At the thought, hot tears stung her eyes, and almost, she wondered if she had made a terrible mistake in coming back here to Meadowsweet.

It was said that one could never go home again.

Sighing heavily, fighting back the flood of tears that threatened once more to fall, Hallie abruptly switched off her flashlight. Then, picking up one of the oil lamps, she made her way to the kitchen.

There, she drew up short, stunned and incredulous.

For here, at last, everything was changed.

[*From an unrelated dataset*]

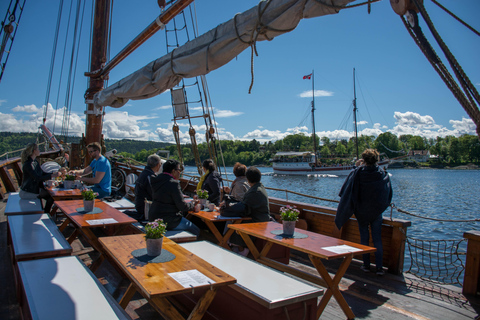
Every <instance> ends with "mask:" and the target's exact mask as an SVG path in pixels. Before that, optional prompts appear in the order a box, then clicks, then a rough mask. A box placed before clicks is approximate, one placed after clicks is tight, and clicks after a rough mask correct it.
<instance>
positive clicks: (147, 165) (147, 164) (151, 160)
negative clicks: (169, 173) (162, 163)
mask: <svg viewBox="0 0 480 320" xmlns="http://www.w3.org/2000/svg"><path fill="white" fill-rule="evenodd" d="M161 161H162V159H161V158H160V156H159V155H158V154H151V155H149V156H148V158H147V166H149V167H150V168H155V167H156V166H157V165H158V164H159V163H160V162H161Z"/></svg>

Once, solid-oak cupboards, turned dark with smoke and age, had lined the walls, one of which cabinets had sported an ancient copper sink, and open shelves cluttered with crockery had hung above. There had been a large, worn butcher block in the middle of the room, and a badly scarred yellow pine floor. The open hearth to one side had been composed of reddish brown bricks blackened with soot from winter fires.

The kitchen was the one part of the house Hallie remembered much more vividly than all the rest. It had always reminded her of the old cozy but mysterious kitchen in some fairy-tale cottage, and sometimes, she had half suspected Gram herself was really some enchanting witch.

But now all that was gone, as surely as her grandmother was. In its place were clean white beadboard cupboards topped with black granite counters, above which gleamed glass-fronted upper cabinets. A white porcelain Belfast sink had replaced the copper one, and a long wooden farmhouse table occupied the center of the room. The floor was now a checkerboard of black and white tiles, and the old brick fireplace had been painted white to match. Against one wall stood a massive Welsh dresser Hallie had never before seen. Only Gram’s crockery on its shelves was the same. Even her old stove and refrigerator Hallie thought must surely have dated from the fifties had given way to modern reproductions that looked like Victorian antiques.